Die Frage, ob die Schlossgarage sofort oder erst später saniert werden müsse, sei „ein Geschäft der laufenden Verwaltung“, wie Frank betonte. Ergo sei es eine Entscheidung des Verwaltungsleiters und nicht des Gemeinderats. Zudem gebe es kein Gutachten, sondern lediglich ein Begehungsprotokoll. Dies wollte Thomas Hilpert so nicht stehen lassen. Er beharrte darauf, dass es sich sehr wohl um ein Gutachten handle.

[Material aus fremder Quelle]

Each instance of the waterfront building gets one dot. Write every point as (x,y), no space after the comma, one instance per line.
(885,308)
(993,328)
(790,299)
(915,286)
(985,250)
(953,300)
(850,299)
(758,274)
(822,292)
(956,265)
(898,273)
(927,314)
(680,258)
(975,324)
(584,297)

Beide, sowohl OB Frank, wie auch Stadtrat Hilpert, hatte zudem Kontakt zu einem zweiten Ingenieurbüro aufgenommen, das im Auftrag der Verwaltung erst jüngst die Garage noch einmal unter die Lupe genommen hatte (die erste Begehung hatte unter dem damaligen Hochbauamtsleiter Lorenz Wehrle stattgefunden). Beide interpretierten die Aussagen des Ingenieurbüros unterschiedlich. Einig waren sich beide, dass die Tiefgarage am Rande der Tiengener Fußgängerzone saniert werden muss. OB Philipp Frank beharrte jedoch auf seinem Standpunkt, auch wenn ihm klar sei, dass es dann etwas teurer würde.